The four horsemen of Maxwell Neely-Cohen’s apocalypse “were all born after the fall of the wall but before the fall of the towers.” His debut novel, Echo of the Boom, is a dystopian romp with Pynchonesque ambitions. The end is nigh, and yet its harbingers are not the authoritarian regimes of the East or the dysfunctional democracies of the West, but rather the apathy of the youth.
The story crosses continents, but is rooted in the privileged, adolescent world of Washington, D.C.’s northwest quadrant. Neely-Cohen makes his case for world-ending malaise through his horsemen: Efram, the son of an imprisoned financier; Molly, the daughter of a survivalist; Steven, a troubled teenage boy who globetrots with his father, an ex-spy; and Chloe, the despotic queen bee of LeMay Senior High School.

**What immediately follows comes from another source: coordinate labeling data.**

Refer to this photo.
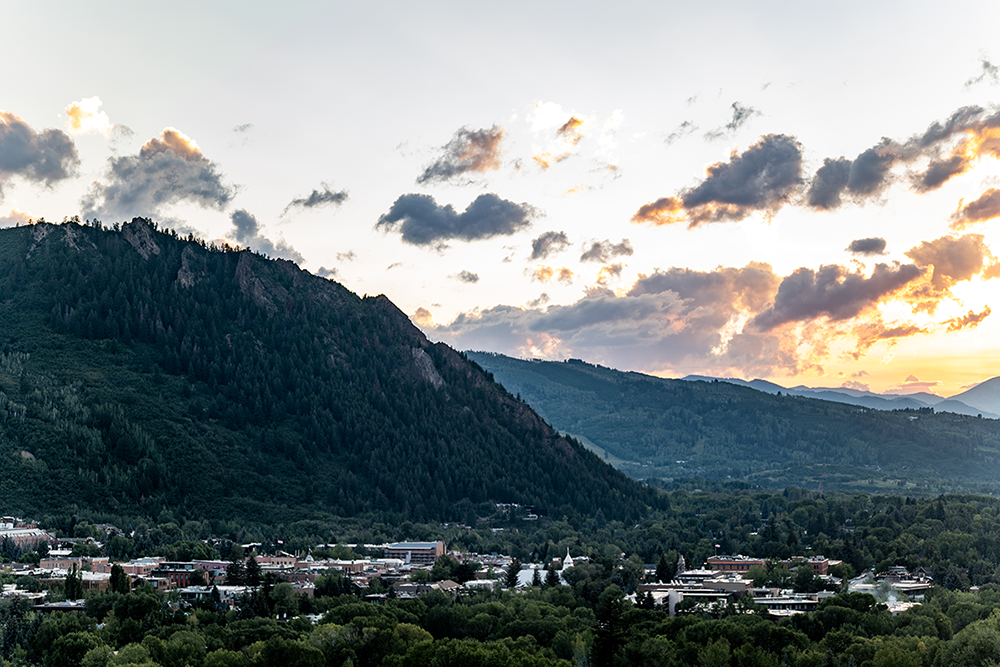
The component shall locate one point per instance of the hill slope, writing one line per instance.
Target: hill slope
(683, 428)
(141, 372)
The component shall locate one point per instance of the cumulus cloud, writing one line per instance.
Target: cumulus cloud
(468, 152)
(44, 157)
(318, 198)
(422, 317)
(870, 173)
(168, 169)
(988, 72)
(952, 259)
(985, 208)
(970, 319)
(545, 274)
(762, 178)
(247, 232)
(15, 218)
(422, 221)
(833, 292)
(604, 251)
(869, 246)
(85, 117)
(547, 244)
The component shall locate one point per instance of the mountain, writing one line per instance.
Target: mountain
(147, 375)
(862, 398)
(654, 427)
(985, 396)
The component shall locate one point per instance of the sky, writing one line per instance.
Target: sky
(803, 193)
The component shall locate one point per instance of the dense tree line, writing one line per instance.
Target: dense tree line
(211, 381)
(678, 428)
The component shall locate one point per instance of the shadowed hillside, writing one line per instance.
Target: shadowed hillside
(142, 372)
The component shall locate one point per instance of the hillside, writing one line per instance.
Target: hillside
(653, 427)
(142, 374)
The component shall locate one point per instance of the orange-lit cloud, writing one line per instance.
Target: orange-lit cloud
(544, 274)
(468, 152)
(985, 208)
(948, 260)
(970, 319)
(86, 116)
(423, 318)
(174, 140)
(15, 218)
(761, 179)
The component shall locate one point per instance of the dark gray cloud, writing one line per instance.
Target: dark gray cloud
(318, 198)
(684, 129)
(421, 221)
(989, 73)
(469, 151)
(44, 157)
(832, 291)
(604, 251)
(869, 246)
(762, 178)
(741, 116)
(547, 244)
(168, 169)
(248, 234)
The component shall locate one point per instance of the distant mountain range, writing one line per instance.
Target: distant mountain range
(982, 400)
(652, 427)
(148, 376)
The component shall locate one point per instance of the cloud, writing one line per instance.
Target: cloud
(762, 178)
(741, 116)
(953, 259)
(970, 319)
(247, 234)
(422, 317)
(684, 129)
(870, 173)
(544, 274)
(15, 218)
(833, 292)
(318, 198)
(469, 151)
(604, 251)
(421, 221)
(565, 131)
(869, 246)
(168, 169)
(986, 207)
(44, 157)
(609, 272)
(86, 117)
(990, 73)
(547, 244)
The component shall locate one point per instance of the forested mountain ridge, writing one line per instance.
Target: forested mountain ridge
(141, 372)
(655, 427)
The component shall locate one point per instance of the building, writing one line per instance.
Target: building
(416, 553)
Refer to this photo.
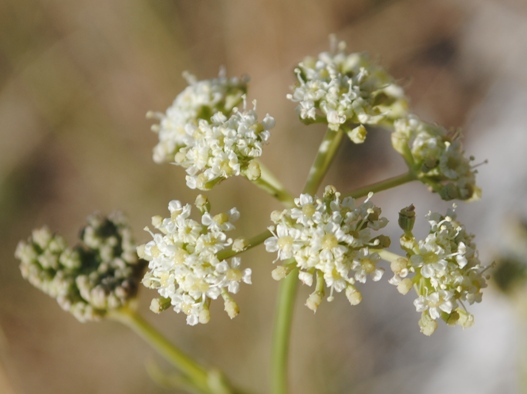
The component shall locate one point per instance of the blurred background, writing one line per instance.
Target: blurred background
(76, 79)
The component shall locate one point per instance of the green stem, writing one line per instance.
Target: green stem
(383, 185)
(287, 292)
(202, 379)
(269, 183)
(283, 320)
(386, 255)
(250, 243)
(324, 158)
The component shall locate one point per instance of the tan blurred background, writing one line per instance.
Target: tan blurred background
(76, 79)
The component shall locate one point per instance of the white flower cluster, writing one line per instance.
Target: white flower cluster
(184, 266)
(343, 89)
(329, 239)
(445, 271)
(96, 277)
(436, 158)
(205, 133)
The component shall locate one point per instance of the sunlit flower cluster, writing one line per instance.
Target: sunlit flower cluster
(436, 157)
(329, 240)
(200, 100)
(346, 90)
(205, 133)
(445, 271)
(99, 275)
(184, 263)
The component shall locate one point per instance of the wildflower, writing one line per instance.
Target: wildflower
(99, 275)
(205, 133)
(436, 158)
(445, 271)
(200, 100)
(184, 266)
(345, 91)
(329, 240)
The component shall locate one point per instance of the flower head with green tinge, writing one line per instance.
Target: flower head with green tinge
(184, 266)
(445, 271)
(436, 158)
(329, 240)
(205, 132)
(345, 90)
(200, 100)
(99, 275)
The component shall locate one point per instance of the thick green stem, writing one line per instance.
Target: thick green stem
(283, 320)
(286, 295)
(269, 183)
(324, 158)
(383, 185)
(203, 380)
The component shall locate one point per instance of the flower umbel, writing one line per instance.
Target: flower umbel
(205, 133)
(200, 100)
(97, 276)
(329, 239)
(346, 90)
(436, 158)
(445, 271)
(183, 261)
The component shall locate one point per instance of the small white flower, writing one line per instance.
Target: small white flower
(436, 158)
(183, 263)
(445, 271)
(205, 133)
(344, 90)
(329, 240)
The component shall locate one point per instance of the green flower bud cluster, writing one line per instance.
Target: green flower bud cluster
(436, 158)
(97, 276)
(200, 100)
(346, 90)
(444, 270)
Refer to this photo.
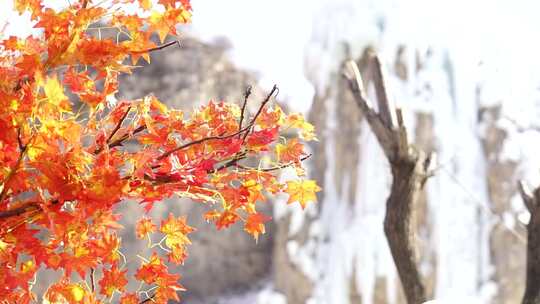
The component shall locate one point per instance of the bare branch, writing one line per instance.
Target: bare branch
(526, 195)
(409, 173)
(157, 48)
(246, 97)
(19, 210)
(118, 125)
(384, 135)
(385, 107)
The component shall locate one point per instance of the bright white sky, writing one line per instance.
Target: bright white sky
(270, 36)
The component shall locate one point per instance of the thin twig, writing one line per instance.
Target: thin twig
(157, 48)
(246, 97)
(12, 172)
(118, 125)
(19, 210)
(92, 283)
(263, 104)
(150, 299)
(199, 141)
(119, 141)
(276, 167)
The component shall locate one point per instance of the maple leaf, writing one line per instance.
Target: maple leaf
(55, 94)
(307, 130)
(129, 298)
(144, 227)
(302, 191)
(113, 280)
(290, 152)
(255, 224)
(176, 230)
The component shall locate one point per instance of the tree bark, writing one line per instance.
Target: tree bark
(409, 173)
(407, 178)
(532, 280)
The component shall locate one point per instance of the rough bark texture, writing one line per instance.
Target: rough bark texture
(409, 173)
(507, 246)
(407, 178)
(532, 285)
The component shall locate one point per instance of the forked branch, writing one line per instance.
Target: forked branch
(409, 173)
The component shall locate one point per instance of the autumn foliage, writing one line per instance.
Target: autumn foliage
(65, 169)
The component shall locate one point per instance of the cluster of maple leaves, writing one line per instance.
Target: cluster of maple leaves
(63, 171)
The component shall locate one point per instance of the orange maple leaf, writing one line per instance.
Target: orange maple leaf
(302, 191)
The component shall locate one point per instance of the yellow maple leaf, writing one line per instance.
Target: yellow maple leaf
(302, 191)
(306, 130)
(55, 94)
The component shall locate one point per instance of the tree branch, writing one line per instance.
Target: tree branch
(532, 279)
(409, 172)
(157, 48)
(242, 113)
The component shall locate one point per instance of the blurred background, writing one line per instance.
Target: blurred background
(467, 74)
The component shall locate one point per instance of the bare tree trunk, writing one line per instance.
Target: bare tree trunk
(407, 178)
(409, 173)
(532, 283)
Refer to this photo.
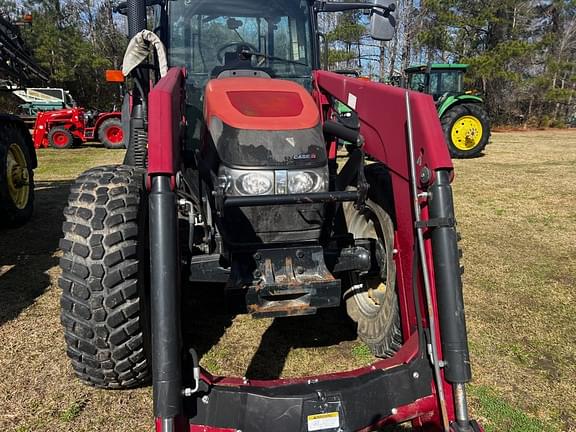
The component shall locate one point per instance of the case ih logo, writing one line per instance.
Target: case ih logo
(305, 156)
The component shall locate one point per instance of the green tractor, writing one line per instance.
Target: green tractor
(464, 120)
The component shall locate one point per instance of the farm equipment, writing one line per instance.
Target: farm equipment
(232, 176)
(17, 154)
(44, 99)
(62, 129)
(464, 120)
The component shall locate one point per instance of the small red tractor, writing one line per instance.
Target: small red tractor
(65, 128)
(232, 176)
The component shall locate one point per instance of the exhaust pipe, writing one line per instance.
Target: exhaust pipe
(136, 17)
(137, 133)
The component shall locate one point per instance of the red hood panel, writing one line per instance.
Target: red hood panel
(260, 104)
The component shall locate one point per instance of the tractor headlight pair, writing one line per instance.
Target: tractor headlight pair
(280, 182)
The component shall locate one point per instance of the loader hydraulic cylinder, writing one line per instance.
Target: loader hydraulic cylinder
(449, 291)
(165, 303)
(448, 281)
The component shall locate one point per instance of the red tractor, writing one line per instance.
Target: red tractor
(65, 128)
(232, 177)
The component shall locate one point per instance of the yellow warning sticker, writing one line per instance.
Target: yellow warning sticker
(325, 421)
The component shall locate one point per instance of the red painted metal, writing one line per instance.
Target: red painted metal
(266, 103)
(60, 139)
(114, 134)
(260, 104)
(73, 119)
(165, 123)
(383, 119)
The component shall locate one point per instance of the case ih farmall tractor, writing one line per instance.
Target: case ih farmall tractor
(231, 176)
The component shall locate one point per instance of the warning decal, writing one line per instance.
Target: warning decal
(319, 422)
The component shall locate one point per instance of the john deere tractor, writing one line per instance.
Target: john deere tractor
(464, 120)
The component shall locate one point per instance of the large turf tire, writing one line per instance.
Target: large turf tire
(16, 177)
(104, 298)
(60, 138)
(111, 134)
(456, 122)
(378, 324)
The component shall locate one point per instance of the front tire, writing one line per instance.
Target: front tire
(60, 138)
(466, 129)
(371, 300)
(103, 304)
(16, 177)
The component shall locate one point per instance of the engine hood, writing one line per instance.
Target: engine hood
(260, 104)
(259, 122)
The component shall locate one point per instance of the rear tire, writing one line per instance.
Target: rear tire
(104, 298)
(60, 138)
(111, 134)
(461, 125)
(371, 301)
(16, 177)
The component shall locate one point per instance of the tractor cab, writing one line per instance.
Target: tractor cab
(437, 79)
(242, 38)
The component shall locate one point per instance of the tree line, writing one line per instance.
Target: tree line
(522, 53)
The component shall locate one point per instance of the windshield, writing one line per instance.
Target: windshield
(207, 36)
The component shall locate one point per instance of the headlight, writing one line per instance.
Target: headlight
(255, 183)
(280, 182)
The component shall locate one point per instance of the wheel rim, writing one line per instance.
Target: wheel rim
(114, 134)
(371, 290)
(60, 139)
(18, 176)
(467, 132)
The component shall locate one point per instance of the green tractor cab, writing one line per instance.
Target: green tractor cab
(464, 120)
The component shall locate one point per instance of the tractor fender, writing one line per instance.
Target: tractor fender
(19, 123)
(103, 117)
(451, 101)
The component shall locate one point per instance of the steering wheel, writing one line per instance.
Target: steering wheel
(240, 46)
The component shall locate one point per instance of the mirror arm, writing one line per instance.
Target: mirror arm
(326, 6)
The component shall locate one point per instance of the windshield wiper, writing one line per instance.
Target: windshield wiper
(269, 57)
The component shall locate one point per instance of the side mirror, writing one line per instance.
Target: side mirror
(383, 20)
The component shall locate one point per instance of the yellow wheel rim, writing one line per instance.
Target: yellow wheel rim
(467, 132)
(18, 176)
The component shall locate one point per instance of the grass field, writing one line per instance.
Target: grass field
(518, 222)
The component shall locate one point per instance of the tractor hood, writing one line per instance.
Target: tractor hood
(262, 122)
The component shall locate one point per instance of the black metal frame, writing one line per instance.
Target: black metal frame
(359, 401)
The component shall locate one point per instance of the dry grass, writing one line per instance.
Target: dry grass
(519, 228)
(518, 222)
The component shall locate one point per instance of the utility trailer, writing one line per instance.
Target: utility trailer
(231, 176)
(17, 154)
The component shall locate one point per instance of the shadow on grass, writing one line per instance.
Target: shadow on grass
(327, 328)
(27, 252)
(209, 313)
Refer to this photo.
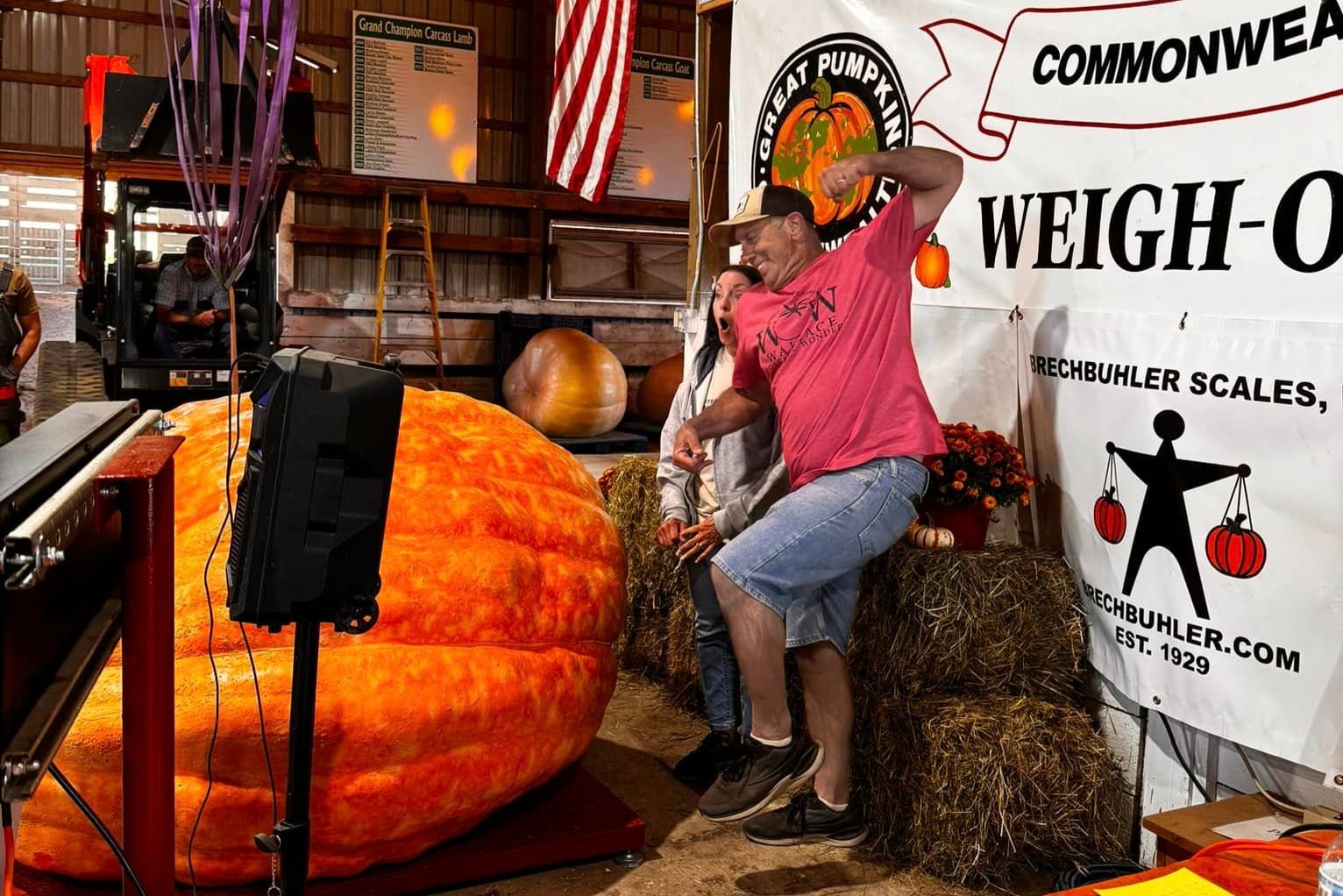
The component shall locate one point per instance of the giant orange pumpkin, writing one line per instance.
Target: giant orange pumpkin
(658, 388)
(817, 133)
(565, 383)
(487, 673)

With alternating chapters, the novel takes us on a frenetic journey through the perspectives of these unlikely apocalyptos. In the opening scene, a 10-year old Steven notices an unattended backpack in a train station. His macabre intuition supposes a bomb and imagines the potential devastation: “There’s the blast, and then the wave hits the body … It’s the air that tears you apart. Not the fire, but the boom.”
Always, doom’s long shadow casts itself across Neely-Cohen’s pages. Throughout the book there is a continual refrain: “Four years before the end …” or “The day before the end …” and so forth. This might prove tiresome in less capable hands, but Neely-Cohen successfully counterbalances his dour drumbeat with pointed insights about what it means to come of age in the opening of the 21st century. When describing Chloe’s Machiavellian hold over LeMay Senior High School, he notes: “Part of the secret to Chloe’s success was that she got decent grades. Educational institutions associate bad social behavior with bad academic behavior … [Chloe] wondered how many teenage rapists got away with it by being National Merit Scholars.”
Information technology is center stage here, playing an essential role in the looming End of Days. Due to serial online pranking which borders on civil disobedience, the wealthy Efram is expelled from multiple schools. With his family lawyer litigating the principals along the way, he laments a bygone age of hands-on bullying: “Efram would love, love, sometime, just once, to be tripped or punched in the face in front of a jeering laughing crowd. It sounded fun. Meaningful … At the most, someone would call you gay again and again, or tell you that no one liked you. Unless you were actually gay. Then you were alright.” But even getting kicked out of school isn’t enough of a real experience for Efram. He soon invents the “Efram Daniels Expulsion Index (EDEI) … a hybrid futures and prediction market.” This online game becomes wildly popular. The commodity being sold is, actually, Efram. The thrill, or speculation, is how long his academic career will last at any given institution.
Efram soon lands at LeMay Senior High School, where he meets Chloe. The two find common cause in overcoming their demons. Although Chloe dominates the student body by day, at night insomnia dominates her. Her dreams are haunted by visions of nuclear war, and she attempts to overcome these portents by playing Tetris, having been told that if you play enough you dream in Tetris blocks, a specious goal in and of itself.
By the end of the novel, the horsemen’s narratives are woven together. Dissatisfied within their respective lives, their shared goal is the search for meaning, in anything. But this search ironically drives them to bring on the Apocalypse they fear. While at a Bible retreat, a friend tells Molly, the survivalist’s daughter: “Every generation there’d be four people … waiting for the end of days. Over thousands of years they’d be born and die having never gotten their chance. But they’d keep popping up, designed for that purpose, and eventually, one set of four would get their chance.”
This is an ambitious novel. The characters are distinctly of their time, and so in many ways is the story’s message: The “echo of the boom” is what kills. It’s not the fire, but the apathy. A no thing. Just the vacuous pressure of our lives moving too quickly. Neely-Cohen has successfully imagined four horsemen who travel on such a wind.